By Scott Bregman and Guillaume Depasse ·

French gymnast Melanie de Jesus dos Santos is used to overcoming obstacles in her way, and the postponement of the Tokyo 2020 Olympics will be no different.

“I take that news with a lot of positive aspects,” the 2019 European all-around champion told Olympic Channel. “I will be stronger in 2021.”

While de Jesus dos Santos admits that the delay will be most difficult mentally, she also sees a chance to improve in the time before competition kicks off.

“It’s a good opportunity to progress, and I’ll have more chances to have good results,” she said.

At present, she is living in a house in the French countryside with teammates Alizée Letrange-Mouakit, Lorette Charpy and Aline Fries.

“Every morning, I have two-and-a-half hours of sport and some in the afternoon, as well,” she said of her current regimen. “Given the circumstances, we only do homemade workouts, including abs on a chair or skipping rope.”

In her down time, she and her teammates have found time to relax.

“We also take time to enjoy playing some board games with the girls and watching all the Disney moves,” she said.

The Frenchwoman has the potential to be among the world’s best women’s gymnasts. At last year’s World Championships, de Jesus dos Santos was a medal favourite in the all-around, having qualified to the final in third behind American superstar Simone Biles and her teammate Sunisa Lee.

But a disaster on the uneven bars, where she fell twice, dropped her to 20th position. She’s hoping to erase that memory and land on the Tokyo 2020 podium.

“My goal is to be on the podium,” de Jesus dos Santos said. “I’ll have some new routines, especially on floor. I’m working a double-double and a double layout.”

Resetting after Rio

Tokyo will be the 20-year-old’s first Olympic Games. Four years ago, she was age-eligible for Rio 2016 but injury held her back.

“I had a cruciate ligament rupture in 2015, and at that point, I knew that I was out of the Olympic road,” she said. “It was very difficult to accept at the beginning.”

But like so many before her, de Jesus dos Santos turned that disappointment into strength and fuel.

“The injury actually made me stronger mentally,” she said. “I was going to the physiotherapist every day with such a big motivation to come back.”

That drive propelled her to new heights, first showing she’d be a force in women’s gymnastics in 2017 when she earned a bronze medal in the all-around at the European Championships.

She followed that up with more success, including gold on the floor at the Europeans in 2018 and the floor and all-around European golds in 2019.

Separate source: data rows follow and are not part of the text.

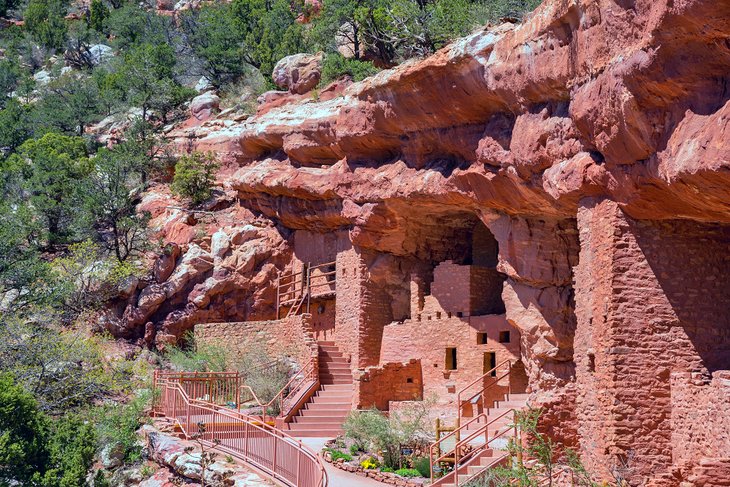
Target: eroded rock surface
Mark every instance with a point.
(529, 129)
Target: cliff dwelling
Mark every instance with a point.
(522, 220)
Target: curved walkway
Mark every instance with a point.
(337, 477)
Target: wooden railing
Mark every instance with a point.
(269, 449)
(462, 397)
(221, 388)
(296, 289)
(287, 401)
(464, 451)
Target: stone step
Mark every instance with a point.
(334, 367)
(334, 394)
(315, 433)
(329, 362)
(333, 403)
(323, 423)
(325, 413)
(331, 353)
(511, 404)
(338, 387)
(336, 375)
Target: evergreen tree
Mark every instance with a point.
(54, 167)
(44, 19)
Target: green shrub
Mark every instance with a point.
(336, 65)
(408, 472)
(423, 465)
(118, 424)
(24, 433)
(34, 450)
(194, 177)
(373, 431)
(337, 454)
(72, 445)
(197, 357)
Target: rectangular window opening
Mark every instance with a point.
(504, 336)
(451, 358)
(490, 362)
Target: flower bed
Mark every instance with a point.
(375, 473)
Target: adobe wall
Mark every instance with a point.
(350, 289)
(652, 307)
(428, 339)
(292, 337)
(378, 386)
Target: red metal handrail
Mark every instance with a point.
(461, 443)
(481, 391)
(269, 449)
(296, 286)
(213, 387)
(292, 389)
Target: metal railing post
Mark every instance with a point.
(278, 290)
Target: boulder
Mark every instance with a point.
(112, 455)
(204, 106)
(298, 73)
(203, 85)
(99, 53)
(42, 77)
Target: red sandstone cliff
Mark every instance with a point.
(591, 140)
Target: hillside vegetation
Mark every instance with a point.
(86, 92)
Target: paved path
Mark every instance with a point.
(337, 477)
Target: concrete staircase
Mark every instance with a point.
(489, 453)
(324, 413)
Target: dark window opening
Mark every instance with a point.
(451, 359)
(490, 362)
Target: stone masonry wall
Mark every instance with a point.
(427, 341)
(291, 337)
(377, 386)
(650, 303)
(350, 288)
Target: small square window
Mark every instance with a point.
(451, 358)
(504, 337)
(490, 362)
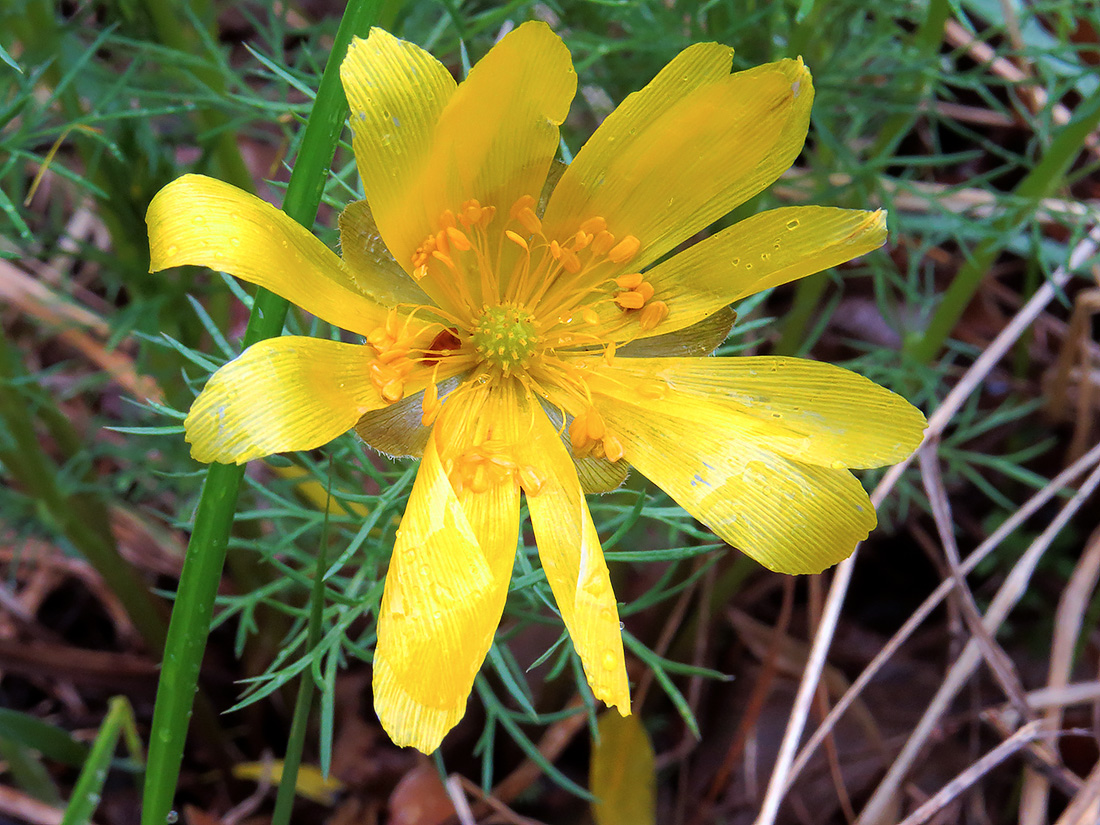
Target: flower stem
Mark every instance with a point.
(206, 552)
(288, 780)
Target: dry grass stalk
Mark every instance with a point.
(937, 424)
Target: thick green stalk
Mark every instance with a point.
(206, 552)
(1041, 183)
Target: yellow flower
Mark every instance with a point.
(521, 336)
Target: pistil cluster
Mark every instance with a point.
(517, 303)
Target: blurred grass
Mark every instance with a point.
(106, 102)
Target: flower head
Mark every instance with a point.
(524, 336)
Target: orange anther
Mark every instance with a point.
(393, 353)
(446, 260)
(603, 242)
(530, 481)
(393, 323)
(516, 240)
(579, 435)
(594, 226)
(595, 426)
(430, 406)
(458, 239)
(570, 261)
(652, 314)
(625, 250)
(525, 201)
(613, 448)
(471, 212)
(630, 281)
(529, 220)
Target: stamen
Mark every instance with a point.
(630, 300)
(517, 240)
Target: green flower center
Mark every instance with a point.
(505, 336)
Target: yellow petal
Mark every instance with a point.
(370, 264)
(448, 580)
(685, 150)
(574, 564)
(701, 338)
(492, 139)
(789, 516)
(766, 250)
(396, 92)
(806, 410)
(623, 776)
(283, 394)
(206, 222)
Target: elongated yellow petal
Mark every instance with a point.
(685, 150)
(283, 394)
(206, 222)
(574, 564)
(789, 516)
(806, 410)
(370, 264)
(448, 579)
(766, 250)
(396, 92)
(424, 146)
(499, 130)
(701, 338)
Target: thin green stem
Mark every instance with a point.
(288, 781)
(206, 552)
(1043, 180)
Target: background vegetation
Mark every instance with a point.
(963, 644)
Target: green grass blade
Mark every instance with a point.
(206, 554)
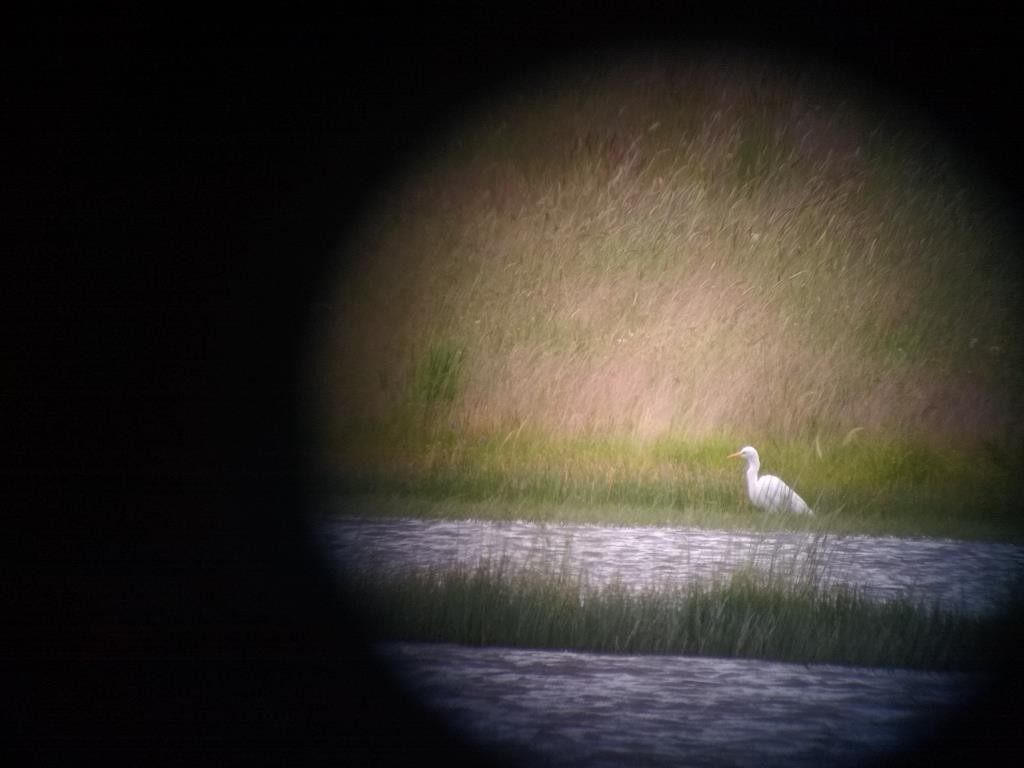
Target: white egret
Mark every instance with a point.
(769, 493)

“Those titles gave me confidence and motivation to go further,” she said. “It helps me to know that I was able to compete with the best gymnasts.”

Early years

Born in Martinique in the Caribbean Sea, de Jesus dos Santos moved to mainland France at the age of 12.

“I was alone,” she said. “No friends, no family. That was tough to leave my parents, my friends, and my island. But I knew the reason why I was do it.”

It was meant to be a trial, but she adjusted and liked the environment. She stayed and found success, especially as she was able to focus more completely on gymnastics training.

“After my certification that I passed three years ago, I was able to fully dedicate myself to gymnastics,” she said. “It was actually at that point that I got my first international medals.”

Now, nearly eight years after she left her island, she remains focused on the ultimate payoff.

“If I left everything, that was for the Olympics.”